A MEETING about the Northway and Marston Police Office was cancelled when both parties 'had nothing new to say'.

Councillors from across the political spectrum were due to meet with leaders at Thames Valley Police to discuss the closure of the office – which as it is, will be shutting indefinitely in May 2019.

But, the meeting was called off last Friday by those campaigning to keep the police base open because 'all of the cards are already on the table'.

Peter West of Headington and Marston Neighbourhood Forum, who penned the first letter signed by community groups, councillors and residents urging the force to reverse the decision to shut the base, said: “I, and a number of councillors, were due to meet the TVP base today to discuss progress, it dawned on me that we had already put all of our cards on the table and really had nothing more to add to what had already been said."

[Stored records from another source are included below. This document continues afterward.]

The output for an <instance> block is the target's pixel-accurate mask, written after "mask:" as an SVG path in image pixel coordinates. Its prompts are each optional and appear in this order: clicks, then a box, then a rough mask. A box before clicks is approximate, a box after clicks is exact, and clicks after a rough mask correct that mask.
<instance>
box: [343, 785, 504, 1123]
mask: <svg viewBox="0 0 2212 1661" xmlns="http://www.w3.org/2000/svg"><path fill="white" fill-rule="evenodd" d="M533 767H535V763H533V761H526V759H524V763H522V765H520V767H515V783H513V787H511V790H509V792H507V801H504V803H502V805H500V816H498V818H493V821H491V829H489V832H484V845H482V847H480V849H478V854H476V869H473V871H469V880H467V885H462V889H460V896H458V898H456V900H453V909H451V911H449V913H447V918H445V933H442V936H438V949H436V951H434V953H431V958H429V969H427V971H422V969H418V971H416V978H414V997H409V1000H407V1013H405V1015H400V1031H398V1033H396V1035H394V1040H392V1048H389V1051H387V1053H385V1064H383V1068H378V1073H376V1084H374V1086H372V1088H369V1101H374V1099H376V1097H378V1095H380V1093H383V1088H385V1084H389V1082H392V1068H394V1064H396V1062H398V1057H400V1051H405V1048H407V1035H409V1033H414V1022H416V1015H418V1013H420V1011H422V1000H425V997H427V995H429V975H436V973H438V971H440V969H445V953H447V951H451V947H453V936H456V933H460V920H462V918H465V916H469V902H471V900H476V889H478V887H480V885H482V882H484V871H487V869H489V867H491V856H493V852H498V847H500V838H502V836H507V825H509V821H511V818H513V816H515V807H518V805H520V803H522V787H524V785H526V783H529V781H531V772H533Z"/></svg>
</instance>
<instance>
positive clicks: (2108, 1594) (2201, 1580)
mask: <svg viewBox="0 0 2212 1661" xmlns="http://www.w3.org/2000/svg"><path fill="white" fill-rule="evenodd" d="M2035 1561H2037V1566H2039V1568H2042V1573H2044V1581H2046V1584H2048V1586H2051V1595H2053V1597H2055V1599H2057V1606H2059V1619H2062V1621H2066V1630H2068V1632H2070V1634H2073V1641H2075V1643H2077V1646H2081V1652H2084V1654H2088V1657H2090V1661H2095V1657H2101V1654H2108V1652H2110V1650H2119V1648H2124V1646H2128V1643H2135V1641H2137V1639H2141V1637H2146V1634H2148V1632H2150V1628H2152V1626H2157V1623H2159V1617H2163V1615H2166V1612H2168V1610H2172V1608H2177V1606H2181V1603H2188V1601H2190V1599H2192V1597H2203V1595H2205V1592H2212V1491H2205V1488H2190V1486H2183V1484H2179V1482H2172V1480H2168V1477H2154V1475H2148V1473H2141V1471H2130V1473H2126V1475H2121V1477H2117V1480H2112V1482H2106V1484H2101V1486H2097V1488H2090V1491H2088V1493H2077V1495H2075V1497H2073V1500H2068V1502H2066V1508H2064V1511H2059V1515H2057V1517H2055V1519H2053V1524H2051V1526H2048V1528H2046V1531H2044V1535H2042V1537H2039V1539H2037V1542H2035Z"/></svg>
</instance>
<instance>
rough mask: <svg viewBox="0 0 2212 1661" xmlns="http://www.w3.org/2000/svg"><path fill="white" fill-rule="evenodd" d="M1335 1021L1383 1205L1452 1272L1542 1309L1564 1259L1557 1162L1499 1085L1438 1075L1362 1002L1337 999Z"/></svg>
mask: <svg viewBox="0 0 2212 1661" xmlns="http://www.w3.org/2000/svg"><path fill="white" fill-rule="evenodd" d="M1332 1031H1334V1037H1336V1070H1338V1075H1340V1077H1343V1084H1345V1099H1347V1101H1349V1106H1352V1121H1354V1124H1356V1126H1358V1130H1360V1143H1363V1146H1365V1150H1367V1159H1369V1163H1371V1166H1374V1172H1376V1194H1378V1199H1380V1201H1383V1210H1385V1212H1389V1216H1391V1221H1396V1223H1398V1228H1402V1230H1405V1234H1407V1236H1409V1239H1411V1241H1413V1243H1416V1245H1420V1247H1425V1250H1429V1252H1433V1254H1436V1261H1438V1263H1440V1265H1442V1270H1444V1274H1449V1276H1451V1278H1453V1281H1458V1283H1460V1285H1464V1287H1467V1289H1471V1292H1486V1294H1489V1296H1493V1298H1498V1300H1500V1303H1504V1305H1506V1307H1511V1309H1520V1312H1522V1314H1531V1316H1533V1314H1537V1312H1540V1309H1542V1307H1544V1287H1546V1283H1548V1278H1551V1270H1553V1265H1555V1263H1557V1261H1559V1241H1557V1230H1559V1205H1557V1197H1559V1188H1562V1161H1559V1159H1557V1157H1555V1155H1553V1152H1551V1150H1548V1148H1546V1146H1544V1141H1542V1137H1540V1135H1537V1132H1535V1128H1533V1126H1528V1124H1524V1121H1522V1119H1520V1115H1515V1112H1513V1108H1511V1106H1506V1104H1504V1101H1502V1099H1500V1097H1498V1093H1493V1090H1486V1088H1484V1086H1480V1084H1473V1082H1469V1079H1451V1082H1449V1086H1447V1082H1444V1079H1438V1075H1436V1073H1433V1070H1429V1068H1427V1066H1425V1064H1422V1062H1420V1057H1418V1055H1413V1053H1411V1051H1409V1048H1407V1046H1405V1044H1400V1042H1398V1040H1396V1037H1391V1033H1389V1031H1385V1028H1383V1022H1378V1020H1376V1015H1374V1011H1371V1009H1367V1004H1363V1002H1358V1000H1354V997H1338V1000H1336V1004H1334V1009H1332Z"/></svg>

Mr West added: “Similarly, I checked with the TVP and they were in the process of checking costs of the accommodation of other Oxford Neighbourhood Teams and had nothing to add either, so we agreed to cancel the meeting.”

“I’m not sure what the effects the costs of the other office areas have on the costs of the Marston Office, other than to say they are the same, higher or lower."

It is understood that Thames Valley Police rents the office for £17,000.

Campaigners previously told the Oxford Mail this is a 'tiny amount' of money.

Thames Valley Police press office said of the closure that ‘bricks and mortar have little to do with policing’.

But locals say the office reassures residents and provides a visible deterrent to criminals.

According to the Police UK crime map, in August this year 214 crimes were reported in north east Oxford.

A spokesperson at Thames Valley Police last told the Oxford Mail: “In the last eight years, a number of measures have been put in place by Thames Valley Police to reduce estate costs while being committed to protecting the frontline.

“We continue to work with partners to explore opportunities for co-location, other cost reductions or service delivery initiatives.

“However, bricks and mortar has little to do with policing: we want to ensure that neighbourhood officers spend more time in the community."